BDSN

Data Science Tools - MySQL, Hadoop, Hive, Hbase, Spark, MongoDB, Cassandra - in Google Colab

View on GitHub

alt text
Praxis Business School

Big Data with Spark & NoSQL in Google Colab

Students of Data Science need to install or have access to a range of complex software. Most of these softwares run on Linux. This means that students have to either reconfigure their Windows machines to run Linux VMs with Dockers, WSL etc or get a separate Linux machine. Even then, installation of these softwares proves difficult because of differences in machine configuration, different home directories, differing paths and many other complications.
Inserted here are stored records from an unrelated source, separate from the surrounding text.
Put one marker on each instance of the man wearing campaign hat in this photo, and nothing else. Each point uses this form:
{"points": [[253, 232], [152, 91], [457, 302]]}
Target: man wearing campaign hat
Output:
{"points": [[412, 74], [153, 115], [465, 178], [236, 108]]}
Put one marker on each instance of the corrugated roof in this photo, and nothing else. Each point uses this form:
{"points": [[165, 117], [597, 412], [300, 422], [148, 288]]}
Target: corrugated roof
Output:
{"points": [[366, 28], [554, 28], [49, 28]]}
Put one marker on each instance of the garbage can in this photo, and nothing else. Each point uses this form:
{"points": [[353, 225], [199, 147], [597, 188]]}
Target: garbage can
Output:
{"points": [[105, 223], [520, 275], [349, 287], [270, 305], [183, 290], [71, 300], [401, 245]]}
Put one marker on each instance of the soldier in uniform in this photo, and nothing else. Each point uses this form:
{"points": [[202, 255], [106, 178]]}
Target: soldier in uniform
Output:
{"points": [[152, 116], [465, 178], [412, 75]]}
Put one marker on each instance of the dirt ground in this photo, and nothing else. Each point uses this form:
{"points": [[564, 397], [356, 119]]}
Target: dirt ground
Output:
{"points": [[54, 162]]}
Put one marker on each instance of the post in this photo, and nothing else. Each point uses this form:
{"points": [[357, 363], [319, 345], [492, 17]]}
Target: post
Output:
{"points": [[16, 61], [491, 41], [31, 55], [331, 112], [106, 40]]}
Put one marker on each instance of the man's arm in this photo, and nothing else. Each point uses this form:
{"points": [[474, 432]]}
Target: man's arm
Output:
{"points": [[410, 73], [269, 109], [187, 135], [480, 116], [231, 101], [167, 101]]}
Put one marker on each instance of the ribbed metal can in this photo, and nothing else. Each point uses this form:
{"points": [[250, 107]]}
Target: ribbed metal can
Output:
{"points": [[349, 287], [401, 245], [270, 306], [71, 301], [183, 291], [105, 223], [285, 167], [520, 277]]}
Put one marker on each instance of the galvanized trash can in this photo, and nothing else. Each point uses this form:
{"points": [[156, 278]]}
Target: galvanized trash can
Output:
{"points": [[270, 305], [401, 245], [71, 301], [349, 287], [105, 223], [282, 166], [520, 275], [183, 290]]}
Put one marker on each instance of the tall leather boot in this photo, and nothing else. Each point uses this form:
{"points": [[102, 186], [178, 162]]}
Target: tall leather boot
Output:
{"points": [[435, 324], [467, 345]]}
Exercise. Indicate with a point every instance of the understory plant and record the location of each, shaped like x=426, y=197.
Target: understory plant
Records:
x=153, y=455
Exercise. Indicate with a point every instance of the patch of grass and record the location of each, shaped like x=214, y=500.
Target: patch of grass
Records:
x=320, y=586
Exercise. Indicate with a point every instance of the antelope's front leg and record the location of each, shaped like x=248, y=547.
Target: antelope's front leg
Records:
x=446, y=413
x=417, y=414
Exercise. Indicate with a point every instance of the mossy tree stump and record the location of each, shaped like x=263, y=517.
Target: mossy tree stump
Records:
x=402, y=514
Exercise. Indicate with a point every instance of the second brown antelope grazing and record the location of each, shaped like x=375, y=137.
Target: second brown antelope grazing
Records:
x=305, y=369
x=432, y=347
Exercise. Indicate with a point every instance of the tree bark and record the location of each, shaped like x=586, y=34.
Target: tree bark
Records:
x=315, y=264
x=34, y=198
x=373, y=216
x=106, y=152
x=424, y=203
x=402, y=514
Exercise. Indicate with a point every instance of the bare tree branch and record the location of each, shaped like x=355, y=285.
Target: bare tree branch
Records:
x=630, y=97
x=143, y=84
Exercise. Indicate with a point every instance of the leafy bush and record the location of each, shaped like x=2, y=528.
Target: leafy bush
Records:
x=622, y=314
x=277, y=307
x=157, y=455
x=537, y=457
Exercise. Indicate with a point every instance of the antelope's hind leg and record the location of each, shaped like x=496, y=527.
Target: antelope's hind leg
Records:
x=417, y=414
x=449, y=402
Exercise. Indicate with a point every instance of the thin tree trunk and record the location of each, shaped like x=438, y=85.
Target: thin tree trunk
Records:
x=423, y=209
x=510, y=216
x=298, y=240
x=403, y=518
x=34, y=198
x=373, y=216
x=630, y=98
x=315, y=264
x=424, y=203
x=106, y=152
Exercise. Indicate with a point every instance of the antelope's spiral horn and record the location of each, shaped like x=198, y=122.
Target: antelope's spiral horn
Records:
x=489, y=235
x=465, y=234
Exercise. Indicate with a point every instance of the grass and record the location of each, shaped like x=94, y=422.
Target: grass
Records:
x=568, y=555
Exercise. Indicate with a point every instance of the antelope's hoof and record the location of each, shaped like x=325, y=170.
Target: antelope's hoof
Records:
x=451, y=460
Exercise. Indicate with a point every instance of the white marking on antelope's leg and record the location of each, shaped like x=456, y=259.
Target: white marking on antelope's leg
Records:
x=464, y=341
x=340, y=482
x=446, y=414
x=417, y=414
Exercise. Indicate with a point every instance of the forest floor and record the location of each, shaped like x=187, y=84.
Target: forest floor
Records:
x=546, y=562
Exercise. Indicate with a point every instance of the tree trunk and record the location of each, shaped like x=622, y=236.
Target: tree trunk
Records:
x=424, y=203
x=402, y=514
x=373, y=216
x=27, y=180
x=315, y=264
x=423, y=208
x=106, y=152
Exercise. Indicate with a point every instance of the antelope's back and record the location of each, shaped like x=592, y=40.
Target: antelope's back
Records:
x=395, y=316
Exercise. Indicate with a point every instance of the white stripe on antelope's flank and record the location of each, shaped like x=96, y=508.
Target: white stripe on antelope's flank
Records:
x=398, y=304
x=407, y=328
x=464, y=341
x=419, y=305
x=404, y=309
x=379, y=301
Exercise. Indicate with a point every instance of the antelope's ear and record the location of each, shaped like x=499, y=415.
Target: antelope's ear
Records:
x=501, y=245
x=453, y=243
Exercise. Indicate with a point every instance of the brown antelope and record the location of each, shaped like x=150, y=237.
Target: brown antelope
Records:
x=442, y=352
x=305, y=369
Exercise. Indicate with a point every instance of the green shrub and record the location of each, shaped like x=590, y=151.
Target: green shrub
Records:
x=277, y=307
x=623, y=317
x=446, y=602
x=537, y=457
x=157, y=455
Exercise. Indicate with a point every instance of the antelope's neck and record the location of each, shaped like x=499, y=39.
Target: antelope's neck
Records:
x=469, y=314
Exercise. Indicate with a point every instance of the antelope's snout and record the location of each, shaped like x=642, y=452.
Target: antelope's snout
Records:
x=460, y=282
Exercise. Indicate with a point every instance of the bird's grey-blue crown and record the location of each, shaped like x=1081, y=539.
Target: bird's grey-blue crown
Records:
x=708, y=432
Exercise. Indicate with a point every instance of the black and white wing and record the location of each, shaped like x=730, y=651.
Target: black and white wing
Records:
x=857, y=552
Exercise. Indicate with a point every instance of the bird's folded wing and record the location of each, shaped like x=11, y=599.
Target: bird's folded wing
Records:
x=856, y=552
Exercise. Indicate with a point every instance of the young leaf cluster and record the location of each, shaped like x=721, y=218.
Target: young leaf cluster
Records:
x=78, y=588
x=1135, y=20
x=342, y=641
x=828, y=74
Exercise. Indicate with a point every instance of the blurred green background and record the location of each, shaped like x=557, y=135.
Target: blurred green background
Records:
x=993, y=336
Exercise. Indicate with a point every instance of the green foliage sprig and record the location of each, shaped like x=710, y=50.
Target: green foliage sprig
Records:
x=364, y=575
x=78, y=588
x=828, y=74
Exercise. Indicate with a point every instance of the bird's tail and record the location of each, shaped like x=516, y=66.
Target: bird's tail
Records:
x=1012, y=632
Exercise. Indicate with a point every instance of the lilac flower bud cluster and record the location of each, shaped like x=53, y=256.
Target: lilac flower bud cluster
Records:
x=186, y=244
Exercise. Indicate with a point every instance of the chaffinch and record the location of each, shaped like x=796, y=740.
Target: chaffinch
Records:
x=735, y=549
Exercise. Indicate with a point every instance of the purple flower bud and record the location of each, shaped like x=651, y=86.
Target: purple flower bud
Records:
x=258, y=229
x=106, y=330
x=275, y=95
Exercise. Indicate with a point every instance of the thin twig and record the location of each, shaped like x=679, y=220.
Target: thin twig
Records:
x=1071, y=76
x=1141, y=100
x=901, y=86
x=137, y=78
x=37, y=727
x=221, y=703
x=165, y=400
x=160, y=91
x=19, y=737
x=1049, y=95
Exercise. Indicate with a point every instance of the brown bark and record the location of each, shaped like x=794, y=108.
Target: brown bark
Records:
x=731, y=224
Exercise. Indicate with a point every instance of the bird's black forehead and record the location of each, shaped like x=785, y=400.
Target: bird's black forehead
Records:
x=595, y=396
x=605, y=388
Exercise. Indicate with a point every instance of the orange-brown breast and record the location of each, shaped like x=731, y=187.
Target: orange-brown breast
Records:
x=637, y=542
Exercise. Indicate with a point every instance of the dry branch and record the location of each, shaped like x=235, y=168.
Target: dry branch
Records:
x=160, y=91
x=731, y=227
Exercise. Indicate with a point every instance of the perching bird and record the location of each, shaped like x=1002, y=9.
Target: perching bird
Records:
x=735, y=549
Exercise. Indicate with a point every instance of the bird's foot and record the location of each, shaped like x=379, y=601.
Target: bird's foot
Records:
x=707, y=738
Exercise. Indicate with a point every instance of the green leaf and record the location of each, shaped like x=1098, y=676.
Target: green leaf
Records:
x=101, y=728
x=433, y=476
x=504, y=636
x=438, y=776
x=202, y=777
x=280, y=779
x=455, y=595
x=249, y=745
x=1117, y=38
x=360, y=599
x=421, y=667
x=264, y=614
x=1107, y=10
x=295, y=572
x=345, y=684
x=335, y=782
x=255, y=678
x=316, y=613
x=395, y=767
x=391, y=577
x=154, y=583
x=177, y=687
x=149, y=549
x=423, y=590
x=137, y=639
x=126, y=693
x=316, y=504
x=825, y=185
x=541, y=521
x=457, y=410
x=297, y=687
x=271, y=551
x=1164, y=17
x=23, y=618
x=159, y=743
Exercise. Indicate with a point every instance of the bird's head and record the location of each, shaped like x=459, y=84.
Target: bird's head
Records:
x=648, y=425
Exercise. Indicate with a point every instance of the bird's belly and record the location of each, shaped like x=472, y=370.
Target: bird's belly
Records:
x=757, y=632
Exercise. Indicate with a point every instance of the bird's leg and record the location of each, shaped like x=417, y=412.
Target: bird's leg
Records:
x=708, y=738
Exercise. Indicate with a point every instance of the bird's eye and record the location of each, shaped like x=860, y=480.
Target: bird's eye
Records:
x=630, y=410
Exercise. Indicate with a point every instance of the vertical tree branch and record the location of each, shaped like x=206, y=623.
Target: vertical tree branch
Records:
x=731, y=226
To avoid wasting time in sorting out these myriad installation challenges, students at Praxis Business School are encouraged to work on Google Colab. To know the what and how of Colab, see this or other freely available tutorials. While Colab was designed to be a hosted version of Jupyter Notebook and run Python programs, it is in reality a very powerful Ubuntu VM whose underlying shell and OS can be accessed by prefixing commands with ‘!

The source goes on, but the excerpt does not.